Para escrever são precisos (pelo menos) dois corpos e nenhuma borracha. Os
capítulos ardentes geralmente precedem os monótonos. As linhas podem seguir seu
comum caminho horizontal, virarem-se na vertical, ou até mesmo fazerem um laço.
Pela
manhã, as dobras dos lençóis se reajustam, o travesseiro encontra o caminho de
volta para a cabeceira, e os pés alinham-se novamente à posição da noite
anterior.

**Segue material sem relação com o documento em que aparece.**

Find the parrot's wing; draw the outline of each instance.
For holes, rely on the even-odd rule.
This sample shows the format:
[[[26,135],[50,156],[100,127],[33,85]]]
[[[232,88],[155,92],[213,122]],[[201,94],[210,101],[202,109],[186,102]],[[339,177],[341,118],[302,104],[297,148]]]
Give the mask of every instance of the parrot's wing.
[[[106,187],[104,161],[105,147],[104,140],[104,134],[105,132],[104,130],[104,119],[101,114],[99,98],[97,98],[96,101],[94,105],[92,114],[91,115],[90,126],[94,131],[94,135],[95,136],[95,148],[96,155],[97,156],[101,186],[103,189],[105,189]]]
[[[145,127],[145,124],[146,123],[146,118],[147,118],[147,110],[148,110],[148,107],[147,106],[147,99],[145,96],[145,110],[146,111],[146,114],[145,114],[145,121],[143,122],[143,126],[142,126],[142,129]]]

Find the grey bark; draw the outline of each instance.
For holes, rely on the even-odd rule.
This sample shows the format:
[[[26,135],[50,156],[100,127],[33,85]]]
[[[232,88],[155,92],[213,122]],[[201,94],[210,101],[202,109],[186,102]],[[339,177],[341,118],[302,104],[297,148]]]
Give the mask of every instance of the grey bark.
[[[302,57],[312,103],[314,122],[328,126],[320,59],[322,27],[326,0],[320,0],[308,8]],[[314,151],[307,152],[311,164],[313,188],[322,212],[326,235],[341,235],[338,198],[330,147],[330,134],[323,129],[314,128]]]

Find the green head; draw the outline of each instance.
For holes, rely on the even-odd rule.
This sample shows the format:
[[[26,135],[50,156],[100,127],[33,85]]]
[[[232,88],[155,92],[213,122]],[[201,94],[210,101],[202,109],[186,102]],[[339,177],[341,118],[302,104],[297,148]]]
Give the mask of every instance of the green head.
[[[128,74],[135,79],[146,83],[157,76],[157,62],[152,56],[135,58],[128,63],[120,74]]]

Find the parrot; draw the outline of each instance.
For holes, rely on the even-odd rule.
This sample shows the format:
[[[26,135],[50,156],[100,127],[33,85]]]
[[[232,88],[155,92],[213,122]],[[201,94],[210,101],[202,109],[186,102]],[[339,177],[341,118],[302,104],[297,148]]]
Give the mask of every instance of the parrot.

Quando a luz, finalmente, entra pela janela encontra o cenário
impecável, como se a página houvesse sido virada e à espera dos braços e pernas.
Incautos podem pensar que a cama voltou ao seu
estado original, mas as memórias deitam-se indeléveis na memória. As quatro
testemunhas permanentes, em seu retângulo imóvel, calam os gemidos abafados,
deixam escapar os gritos escancarados e espreitam o suspiro arrefecido pelo
calor dos corpos.
O
brinco que caiu páginas atrás continua lá como uma leviana sugestão do que
acontecera. O lençol leva embora as gotas de vinho, os verdadeiros e os falsos
orgasmos. Só para não acumular com os pequenos pedaços de unhas que as costas
insistem em arrancar, ou com batom que escapa aos beijos e encontra o edredom.
A
cama é confidente e deseja junto. Ela te expulsa por várias madrugas em claro à
procura de quem lhe apetece. O vazio por onde seu braço se estende pergunta:
onde ela está? Sem um par, o suspiro é gris e vem do pesar por não escrever.